Speciale per Africa ExPress
Sandro Pintus
15 ottobre 2020
Secondo il CJI si chiamano Bonomado Machude Omar, alias Ibn Omar, Abdala Likonga, alias Alberto Shaki, e André Idrissa. Sono il vertice locale dei tagliagole jihadisti che, dall’ottobre 2017, stanno massacrando Cabo Delgado, la provincia più settentrionale e più povera del Mozambico.
Lo svela un’indagine del Centro de Jornalismo Investigativo del Mozambico (CJI Moz). Secondo Joseph Hanlon, esperto di Africa Australe e docente alla Open University (Regno Unito) le indagini sono molto importanti per comprendere le radici del terrorismo. Un terrorismo che fino ad oggi, a Cabo Delgado, ha causato almeno 2.000 morti e 300 mila profughi.
L’investigazione amplia lo studio sull’estremismo islamico in Mozambico di João Pereira e Salvador Forquilha, dell’Università E. Mondlane di Maputo, con il leader religioso islamico Saide Habibe. Un’indagine, voluta dal presidente mozambicano Filipe Nyusi, che per la prima volta nomina il gruppo jihadista: Ahlu Sunnah Wa-Jammá.
Il CJI ha identificato Ibn Omar come autore di un video del marzo 2018, diventato virale. Da quella registrazione è considerato come un leader jihadista del gruppo, chiamato dalla popolazione al-Shebab, gioventù in arabo, nome usato dai militanti islamici somali.
Ibn Omar ha molti amici, secondo le fonti CJI. Primi tra tutti le Forze di difesa e sicurezza mozambicane (FDS), le stesse che combattono i jihadisti a Cabo Delgado. Poi ci sono parte dei cittadini dei distretti colpiti dall’insurrezione jihadista, nei distretti di Pemba.

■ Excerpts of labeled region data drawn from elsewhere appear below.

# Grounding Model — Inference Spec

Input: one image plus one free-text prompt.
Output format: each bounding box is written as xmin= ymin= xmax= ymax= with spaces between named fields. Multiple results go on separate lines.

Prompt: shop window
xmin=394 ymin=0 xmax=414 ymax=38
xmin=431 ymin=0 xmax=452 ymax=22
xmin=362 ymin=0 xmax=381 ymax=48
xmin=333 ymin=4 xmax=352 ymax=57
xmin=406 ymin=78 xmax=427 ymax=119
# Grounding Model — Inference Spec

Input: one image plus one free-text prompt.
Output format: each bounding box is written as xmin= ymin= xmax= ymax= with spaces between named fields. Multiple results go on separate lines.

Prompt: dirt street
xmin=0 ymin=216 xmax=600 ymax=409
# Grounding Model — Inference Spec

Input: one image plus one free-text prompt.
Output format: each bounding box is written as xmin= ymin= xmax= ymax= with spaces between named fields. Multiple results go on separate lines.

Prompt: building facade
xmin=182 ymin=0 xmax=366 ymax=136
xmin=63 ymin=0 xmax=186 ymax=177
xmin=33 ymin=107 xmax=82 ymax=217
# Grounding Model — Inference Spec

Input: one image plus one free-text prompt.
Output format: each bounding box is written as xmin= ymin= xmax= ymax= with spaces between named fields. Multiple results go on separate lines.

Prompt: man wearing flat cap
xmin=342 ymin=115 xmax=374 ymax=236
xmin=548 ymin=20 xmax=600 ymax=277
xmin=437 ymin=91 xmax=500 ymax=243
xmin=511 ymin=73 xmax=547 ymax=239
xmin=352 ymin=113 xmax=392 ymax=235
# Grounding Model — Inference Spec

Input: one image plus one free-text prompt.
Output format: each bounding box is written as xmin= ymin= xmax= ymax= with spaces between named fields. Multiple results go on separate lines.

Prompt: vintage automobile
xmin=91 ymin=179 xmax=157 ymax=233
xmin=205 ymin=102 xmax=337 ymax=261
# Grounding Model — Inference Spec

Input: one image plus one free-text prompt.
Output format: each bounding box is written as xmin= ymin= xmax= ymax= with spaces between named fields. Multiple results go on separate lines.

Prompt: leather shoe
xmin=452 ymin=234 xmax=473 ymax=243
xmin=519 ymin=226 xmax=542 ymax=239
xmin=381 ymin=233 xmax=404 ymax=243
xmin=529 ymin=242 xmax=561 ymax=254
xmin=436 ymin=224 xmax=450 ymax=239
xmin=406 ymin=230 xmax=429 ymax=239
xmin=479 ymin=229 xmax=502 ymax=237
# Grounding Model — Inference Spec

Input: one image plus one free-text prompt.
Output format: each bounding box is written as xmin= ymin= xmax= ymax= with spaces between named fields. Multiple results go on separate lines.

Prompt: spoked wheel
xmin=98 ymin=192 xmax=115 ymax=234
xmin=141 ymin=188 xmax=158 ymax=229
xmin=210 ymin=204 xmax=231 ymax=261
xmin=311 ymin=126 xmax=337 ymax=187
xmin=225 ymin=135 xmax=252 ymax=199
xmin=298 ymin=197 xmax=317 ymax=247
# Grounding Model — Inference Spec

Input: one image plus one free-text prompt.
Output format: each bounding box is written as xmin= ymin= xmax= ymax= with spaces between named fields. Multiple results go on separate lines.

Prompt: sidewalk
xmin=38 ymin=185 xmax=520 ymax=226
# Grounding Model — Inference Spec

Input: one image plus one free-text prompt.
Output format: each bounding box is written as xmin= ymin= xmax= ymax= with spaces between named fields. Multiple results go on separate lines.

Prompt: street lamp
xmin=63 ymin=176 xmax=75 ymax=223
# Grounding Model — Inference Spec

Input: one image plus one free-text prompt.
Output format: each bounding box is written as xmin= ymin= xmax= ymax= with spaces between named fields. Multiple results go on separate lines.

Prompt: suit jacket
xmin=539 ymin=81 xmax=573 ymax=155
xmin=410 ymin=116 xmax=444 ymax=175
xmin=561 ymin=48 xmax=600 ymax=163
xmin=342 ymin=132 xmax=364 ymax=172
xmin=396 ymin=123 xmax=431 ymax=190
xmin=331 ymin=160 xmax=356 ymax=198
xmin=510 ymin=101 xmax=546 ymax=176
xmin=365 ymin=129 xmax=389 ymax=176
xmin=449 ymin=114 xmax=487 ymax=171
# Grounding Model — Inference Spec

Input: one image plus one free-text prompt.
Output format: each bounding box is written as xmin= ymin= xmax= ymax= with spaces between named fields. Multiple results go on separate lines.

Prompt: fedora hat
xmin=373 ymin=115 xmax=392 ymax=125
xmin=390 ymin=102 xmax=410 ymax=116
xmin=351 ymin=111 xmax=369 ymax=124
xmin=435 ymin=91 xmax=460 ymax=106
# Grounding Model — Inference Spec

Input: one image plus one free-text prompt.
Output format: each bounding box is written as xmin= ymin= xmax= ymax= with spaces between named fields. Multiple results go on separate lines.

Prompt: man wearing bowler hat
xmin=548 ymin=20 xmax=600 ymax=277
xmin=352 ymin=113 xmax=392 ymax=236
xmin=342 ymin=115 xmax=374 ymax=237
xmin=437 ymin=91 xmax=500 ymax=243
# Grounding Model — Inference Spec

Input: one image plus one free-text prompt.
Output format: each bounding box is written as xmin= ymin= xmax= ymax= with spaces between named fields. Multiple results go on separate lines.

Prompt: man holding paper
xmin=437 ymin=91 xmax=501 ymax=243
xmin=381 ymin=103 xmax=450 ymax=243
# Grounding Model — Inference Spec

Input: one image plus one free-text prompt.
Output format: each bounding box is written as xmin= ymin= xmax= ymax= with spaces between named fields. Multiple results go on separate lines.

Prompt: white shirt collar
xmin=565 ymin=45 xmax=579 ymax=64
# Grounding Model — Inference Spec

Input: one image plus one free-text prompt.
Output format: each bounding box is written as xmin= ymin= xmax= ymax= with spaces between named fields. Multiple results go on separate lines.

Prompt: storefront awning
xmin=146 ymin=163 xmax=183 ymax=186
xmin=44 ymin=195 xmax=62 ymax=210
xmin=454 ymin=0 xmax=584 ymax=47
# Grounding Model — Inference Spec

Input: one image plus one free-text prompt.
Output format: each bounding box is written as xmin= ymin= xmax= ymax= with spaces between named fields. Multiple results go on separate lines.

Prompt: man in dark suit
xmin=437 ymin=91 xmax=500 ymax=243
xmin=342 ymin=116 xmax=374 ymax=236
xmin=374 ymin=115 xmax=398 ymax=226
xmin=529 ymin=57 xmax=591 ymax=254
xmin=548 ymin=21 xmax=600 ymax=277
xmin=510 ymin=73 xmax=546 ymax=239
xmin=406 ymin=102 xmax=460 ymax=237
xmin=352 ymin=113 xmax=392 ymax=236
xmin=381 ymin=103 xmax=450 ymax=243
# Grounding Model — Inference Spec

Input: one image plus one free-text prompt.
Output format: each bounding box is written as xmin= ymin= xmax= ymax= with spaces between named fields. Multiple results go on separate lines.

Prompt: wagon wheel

Ma anche nelle province del Niassa, a ovest di Cabo Delgado e della capitale Maputo. C’è chi dice che l’appoggio verso l’insurrezione si estenda anche in altre province.
“Quando l’esercito mozambicano entra o esce da un distretto, Ibn Omar viene informato dalla sua rete di fonti sparse in tutta la provincia. In sintesi, ha sia militari che civili che gli danno informazioni sui movimenti delle Forze armate di difesa”, si legge.

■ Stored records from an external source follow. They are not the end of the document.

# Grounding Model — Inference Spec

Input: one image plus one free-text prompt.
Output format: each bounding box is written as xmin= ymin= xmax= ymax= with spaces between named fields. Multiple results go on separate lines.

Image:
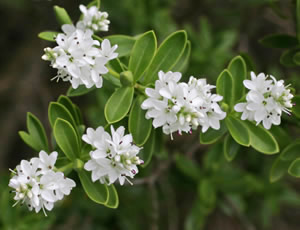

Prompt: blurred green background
xmin=0 ymin=0 xmax=300 ymax=230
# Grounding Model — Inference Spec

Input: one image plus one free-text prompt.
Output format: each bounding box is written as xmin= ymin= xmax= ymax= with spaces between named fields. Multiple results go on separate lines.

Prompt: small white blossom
xmin=82 ymin=126 xmax=144 ymax=185
xmin=9 ymin=151 xmax=76 ymax=215
xmin=234 ymin=72 xmax=293 ymax=129
xmin=77 ymin=5 xmax=110 ymax=32
xmin=141 ymin=71 xmax=226 ymax=138
xmin=42 ymin=25 xmax=118 ymax=89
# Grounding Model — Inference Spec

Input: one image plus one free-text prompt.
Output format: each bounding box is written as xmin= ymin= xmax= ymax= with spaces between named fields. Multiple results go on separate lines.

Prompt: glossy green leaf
xmin=78 ymin=170 xmax=109 ymax=204
xmin=216 ymin=69 xmax=234 ymax=106
xmin=67 ymin=85 xmax=96 ymax=97
xmin=53 ymin=118 xmax=80 ymax=161
xmin=225 ymin=115 xmax=250 ymax=146
xmin=280 ymin=48 xmax=300 ymax=67
xmin=223 ymin=134 xmax=240 ymax=161
xmin=259 ymin=34 xmax=298 ymax=49
xmin=139 ymin=129 xmax=158 ymax=168
xmin=144 ymin=31 xmax=187 ymax=84
xmin=200 ymin=121 xmax=227 ymax=144
xmin=53 ymin=6 xmax=73 ymax=25
xmin=104 ymin=87 xmax=134 ymax=123
xmin=245 ymin=121 xmax=279 ymax=154
xmin=128 ymin=95 xmax=152 ymax=146
xmin=57 ymin=95 xmax=81 ymax=125
xmin=105 ymin=35 xmax=135 ymax=58
xmin=172 ymin=41 xmax=191 ymax=72
xmin=175 ymin=153 xmax=201 ymax=181
xmin=288 ymin=158 xmax=300 ymax=177
xmin=228 ymin=56 xmax=247 ymax=104
xmin=48 ymin=102 xmax=77 ymax=127
xmin=292 ymin=95 xmax=300 ymax=119
xmin=19 ymin=113 xmax=49 ymax=152
xmin=128 ymin=31 xmax=157 ymax=82
xmin=38 ymin=31 xmax=58 ymax=42
xmin=105 ymin=185 xmax=119 ymax=208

“Qualcuno della catena logistica è coinvolto in questa macabra impresa e contribuisce fornendo uniformi militari all’insurrezione – ha raccontato la fonte CJI. Questo è un business che coinvolge tante situazioni”.
Durante la seconda presidenza di Armando Guebuza (2009-2014), quando l’attuale presidente, Filipe Nyusi, era ministro della Difesa, sono sparite 200 armi un numero indefinito di uniformi. Le aveva acquistate il figlio di Guebuza, Mussumbuluko, si legge nell’indagine. Nessuno sa dove siano andate a finire. Oggi Mussumbuluko è in prigione in attesa del processo. Ma non per le armi bensì per uno scandalo da 1,9 miliardi di euro che ha scoperchiato il pentolone della corruzione ad altissimi livelli politici.
“Dal 2007 somali, senegalesi, tanzaniani e altri sono entrati in Mozambico. Alcuni di loro sono jihadisti venuti per spiare la fragilità dello Stato mozambicano rimanendo ‘dormienti’. Ma anche capire la possibilità di condurre attacchi nel nord del Paese, dove la maggioranza della popolazione è musulmana”, scrive CJI.
Alcuni di loro sono diventati commercianti e si sono mischiati con la popolazione. Finanziano l’insurrezione attraverso le loro attività commerciali come negozi, aziende, distributori di benzina. Un lavoro lento e paziente che il governo mozambicano non è stato in grado di scoprire. O, forse, non ha voluto vedere.